Desperately anxious as Bush had been to walk, weary as he was of helplessness, there were times during the next few days when Hornblower had to give him active encouragement while he was learning to walk. All the difficulties that arose had been unforeseen by him, and depressed him out of proportion to their importance. It was a matter of some days before he mastered his giddiness and weakness, and then as soon as he was able to use the wooden leg effectively they found all manner of things wrong with it. It was none too easy to find the most suitable length, and they discovered to their surprise that it was a matter of some importance to set the leather tip at exactly the right angle to the shaft — Brown and Hornblower between them, at a work-table in the stable yard, made and remade that wooden leg half a dozen times. Bush’s bent knee, on which his weight rested when he walked, grew sore and inflamed; they had to pad the kneecap and remake the socket to fit, more than once, while Bush had to take his exercise in small amounts until the skin over his kneecap grew calloused and more accustomed to its new task. And when he fell — which was often — he caused himself frightful agony in his stump, which was hardly healed; with his knee bent at right angles the stump necessarily bore the brunt of practically any fall, and the pain was acute.

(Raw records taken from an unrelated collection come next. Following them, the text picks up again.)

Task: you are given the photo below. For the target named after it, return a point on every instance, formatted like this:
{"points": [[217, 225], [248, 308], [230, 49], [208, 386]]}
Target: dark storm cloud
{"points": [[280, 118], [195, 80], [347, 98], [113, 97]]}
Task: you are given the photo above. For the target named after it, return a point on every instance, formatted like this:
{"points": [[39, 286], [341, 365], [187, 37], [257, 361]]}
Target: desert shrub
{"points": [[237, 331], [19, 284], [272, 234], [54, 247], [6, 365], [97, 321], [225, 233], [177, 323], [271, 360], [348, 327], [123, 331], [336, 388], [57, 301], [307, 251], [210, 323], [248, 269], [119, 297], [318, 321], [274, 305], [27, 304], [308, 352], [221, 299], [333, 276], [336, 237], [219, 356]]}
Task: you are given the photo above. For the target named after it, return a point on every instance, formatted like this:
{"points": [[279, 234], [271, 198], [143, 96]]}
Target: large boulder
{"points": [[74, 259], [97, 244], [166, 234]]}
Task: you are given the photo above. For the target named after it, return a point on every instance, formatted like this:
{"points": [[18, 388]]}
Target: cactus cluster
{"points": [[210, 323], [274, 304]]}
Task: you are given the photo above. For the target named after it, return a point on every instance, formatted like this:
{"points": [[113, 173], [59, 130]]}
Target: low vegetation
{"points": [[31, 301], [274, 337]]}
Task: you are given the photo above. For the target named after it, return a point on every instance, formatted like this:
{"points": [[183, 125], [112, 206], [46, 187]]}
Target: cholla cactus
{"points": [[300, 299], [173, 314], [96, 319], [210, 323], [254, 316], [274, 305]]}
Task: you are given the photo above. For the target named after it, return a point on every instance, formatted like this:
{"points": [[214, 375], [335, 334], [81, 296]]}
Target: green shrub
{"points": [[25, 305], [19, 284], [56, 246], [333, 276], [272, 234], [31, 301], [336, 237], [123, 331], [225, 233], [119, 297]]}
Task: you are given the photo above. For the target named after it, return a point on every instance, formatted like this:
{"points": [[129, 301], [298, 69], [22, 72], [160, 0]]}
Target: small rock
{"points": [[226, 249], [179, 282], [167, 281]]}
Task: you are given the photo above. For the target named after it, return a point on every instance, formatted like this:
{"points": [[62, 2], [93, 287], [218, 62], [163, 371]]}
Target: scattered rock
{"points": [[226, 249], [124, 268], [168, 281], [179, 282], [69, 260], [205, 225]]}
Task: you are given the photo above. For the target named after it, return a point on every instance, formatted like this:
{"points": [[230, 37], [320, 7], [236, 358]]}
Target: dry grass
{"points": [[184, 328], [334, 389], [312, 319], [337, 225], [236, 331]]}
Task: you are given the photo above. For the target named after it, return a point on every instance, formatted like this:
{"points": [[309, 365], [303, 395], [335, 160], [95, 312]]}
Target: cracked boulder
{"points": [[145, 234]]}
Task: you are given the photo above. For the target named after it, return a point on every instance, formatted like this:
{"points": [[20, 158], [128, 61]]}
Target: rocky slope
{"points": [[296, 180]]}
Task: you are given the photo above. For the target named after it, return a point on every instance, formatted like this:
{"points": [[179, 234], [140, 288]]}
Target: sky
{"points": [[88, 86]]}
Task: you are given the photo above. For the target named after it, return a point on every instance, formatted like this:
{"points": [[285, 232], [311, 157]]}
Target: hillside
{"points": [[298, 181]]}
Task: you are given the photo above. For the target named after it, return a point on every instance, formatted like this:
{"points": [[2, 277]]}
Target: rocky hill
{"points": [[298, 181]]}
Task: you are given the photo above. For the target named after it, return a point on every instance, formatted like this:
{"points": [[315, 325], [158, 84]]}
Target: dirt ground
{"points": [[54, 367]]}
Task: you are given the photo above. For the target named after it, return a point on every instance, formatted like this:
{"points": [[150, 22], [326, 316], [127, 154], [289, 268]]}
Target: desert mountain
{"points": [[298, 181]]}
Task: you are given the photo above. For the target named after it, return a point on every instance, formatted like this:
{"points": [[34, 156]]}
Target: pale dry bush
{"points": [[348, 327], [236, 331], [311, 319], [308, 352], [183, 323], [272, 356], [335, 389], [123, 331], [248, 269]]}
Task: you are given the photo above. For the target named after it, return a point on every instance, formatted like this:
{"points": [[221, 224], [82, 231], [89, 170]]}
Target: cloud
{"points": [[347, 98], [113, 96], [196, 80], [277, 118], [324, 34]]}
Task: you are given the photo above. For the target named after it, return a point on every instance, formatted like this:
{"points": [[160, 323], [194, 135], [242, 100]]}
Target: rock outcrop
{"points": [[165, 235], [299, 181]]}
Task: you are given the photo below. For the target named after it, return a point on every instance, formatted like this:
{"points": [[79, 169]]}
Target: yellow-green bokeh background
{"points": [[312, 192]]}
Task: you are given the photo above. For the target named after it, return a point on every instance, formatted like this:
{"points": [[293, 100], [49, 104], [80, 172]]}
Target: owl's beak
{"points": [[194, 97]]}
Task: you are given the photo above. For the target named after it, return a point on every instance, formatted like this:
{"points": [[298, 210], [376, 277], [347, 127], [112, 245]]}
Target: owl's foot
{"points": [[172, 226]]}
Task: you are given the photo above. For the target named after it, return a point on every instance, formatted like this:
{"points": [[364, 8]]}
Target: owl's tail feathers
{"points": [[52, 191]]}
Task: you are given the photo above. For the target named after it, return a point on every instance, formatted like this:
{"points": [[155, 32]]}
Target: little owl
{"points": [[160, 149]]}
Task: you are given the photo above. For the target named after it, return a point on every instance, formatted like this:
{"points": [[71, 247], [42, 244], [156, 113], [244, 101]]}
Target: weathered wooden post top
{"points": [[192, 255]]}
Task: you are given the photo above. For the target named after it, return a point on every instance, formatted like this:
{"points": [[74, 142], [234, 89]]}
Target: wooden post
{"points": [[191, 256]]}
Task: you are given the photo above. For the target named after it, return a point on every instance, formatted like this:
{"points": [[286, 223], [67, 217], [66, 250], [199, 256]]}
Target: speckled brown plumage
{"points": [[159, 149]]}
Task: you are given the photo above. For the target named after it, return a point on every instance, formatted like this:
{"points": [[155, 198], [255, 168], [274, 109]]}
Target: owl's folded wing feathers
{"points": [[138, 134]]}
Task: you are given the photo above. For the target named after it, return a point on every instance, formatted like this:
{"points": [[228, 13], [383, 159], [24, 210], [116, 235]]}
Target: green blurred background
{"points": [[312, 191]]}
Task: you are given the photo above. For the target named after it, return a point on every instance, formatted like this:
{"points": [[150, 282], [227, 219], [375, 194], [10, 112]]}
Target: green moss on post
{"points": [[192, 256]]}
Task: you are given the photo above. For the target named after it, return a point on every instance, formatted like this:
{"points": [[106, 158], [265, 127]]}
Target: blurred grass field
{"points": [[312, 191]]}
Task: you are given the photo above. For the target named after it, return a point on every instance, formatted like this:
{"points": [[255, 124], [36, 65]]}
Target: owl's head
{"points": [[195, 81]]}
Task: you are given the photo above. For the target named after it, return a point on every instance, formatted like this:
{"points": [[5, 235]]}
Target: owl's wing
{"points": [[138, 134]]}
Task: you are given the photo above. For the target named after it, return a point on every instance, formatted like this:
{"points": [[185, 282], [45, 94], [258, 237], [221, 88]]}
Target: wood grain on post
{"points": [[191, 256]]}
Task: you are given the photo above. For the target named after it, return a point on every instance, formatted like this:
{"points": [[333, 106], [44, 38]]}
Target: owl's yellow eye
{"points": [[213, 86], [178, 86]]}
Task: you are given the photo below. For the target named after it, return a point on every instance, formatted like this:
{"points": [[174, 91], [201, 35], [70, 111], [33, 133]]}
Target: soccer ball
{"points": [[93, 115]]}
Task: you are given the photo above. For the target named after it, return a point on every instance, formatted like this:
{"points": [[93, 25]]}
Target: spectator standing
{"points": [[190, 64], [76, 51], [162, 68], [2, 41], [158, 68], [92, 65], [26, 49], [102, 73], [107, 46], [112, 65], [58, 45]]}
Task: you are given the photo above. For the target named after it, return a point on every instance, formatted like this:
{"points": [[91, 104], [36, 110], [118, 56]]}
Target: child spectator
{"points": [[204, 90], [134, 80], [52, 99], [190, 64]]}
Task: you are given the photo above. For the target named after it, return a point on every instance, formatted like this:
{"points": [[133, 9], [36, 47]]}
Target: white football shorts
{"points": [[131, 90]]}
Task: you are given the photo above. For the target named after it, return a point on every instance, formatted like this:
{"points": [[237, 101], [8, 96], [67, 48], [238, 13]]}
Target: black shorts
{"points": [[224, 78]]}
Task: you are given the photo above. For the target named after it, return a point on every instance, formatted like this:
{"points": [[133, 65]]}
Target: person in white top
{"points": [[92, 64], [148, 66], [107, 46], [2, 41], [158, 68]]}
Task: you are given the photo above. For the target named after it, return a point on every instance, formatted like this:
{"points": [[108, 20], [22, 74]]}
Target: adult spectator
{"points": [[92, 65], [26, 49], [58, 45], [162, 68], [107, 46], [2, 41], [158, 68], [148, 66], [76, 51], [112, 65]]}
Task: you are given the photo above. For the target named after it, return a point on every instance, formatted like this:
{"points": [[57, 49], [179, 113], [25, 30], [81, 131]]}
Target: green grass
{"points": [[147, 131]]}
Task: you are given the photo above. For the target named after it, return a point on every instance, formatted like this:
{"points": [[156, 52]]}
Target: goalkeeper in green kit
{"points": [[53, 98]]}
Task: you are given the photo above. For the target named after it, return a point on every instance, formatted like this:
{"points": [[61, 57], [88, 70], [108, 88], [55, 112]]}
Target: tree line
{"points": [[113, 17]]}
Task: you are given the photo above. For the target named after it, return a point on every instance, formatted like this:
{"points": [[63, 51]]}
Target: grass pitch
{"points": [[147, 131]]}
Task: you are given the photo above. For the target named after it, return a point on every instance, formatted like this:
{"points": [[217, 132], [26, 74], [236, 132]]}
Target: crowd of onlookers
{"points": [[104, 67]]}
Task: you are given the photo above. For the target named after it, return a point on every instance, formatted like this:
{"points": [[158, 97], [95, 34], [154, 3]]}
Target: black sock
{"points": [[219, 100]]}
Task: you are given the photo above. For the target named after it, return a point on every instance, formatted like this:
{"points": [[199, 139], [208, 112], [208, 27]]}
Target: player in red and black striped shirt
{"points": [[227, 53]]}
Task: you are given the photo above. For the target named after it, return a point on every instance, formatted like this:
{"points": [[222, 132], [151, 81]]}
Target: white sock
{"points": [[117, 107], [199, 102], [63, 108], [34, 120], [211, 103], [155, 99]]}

But teaching Bush to walk was one way of passing the long winter days, while orders from Paris turned out the conscripts from every depot round, and set them searching once more for the missing English prisoners. They came on a day of lashing rain, a dozen shivering boys and a sergeant, wet through, and made only the poorest pretence at searching the house and its stabling — Hornblower and Bush and Brown were safe enough behind the hay in an unobtrusive loft. The conscripts were given in the kitchen a better meal by the servants than they had enjoyed for some time, and marched off to prosecute their inquiries elsewhere — every house and village for miles round was at least visited.

After that the next occurrence out of the ordinary was the announcement in Bonaparte’s newspapers that the English captain and lieutenant, Hornblower and Bush, had met a well-deserved fate by being drowned in the Loire during an attempt to escape from an escort which was conducting them to their trial; undoubtedly (said the bulletin) this had saved the miscreants from the firing party which awaited them for the purpose of exacting the penalty of their flagrant piracy in the Mediterranean.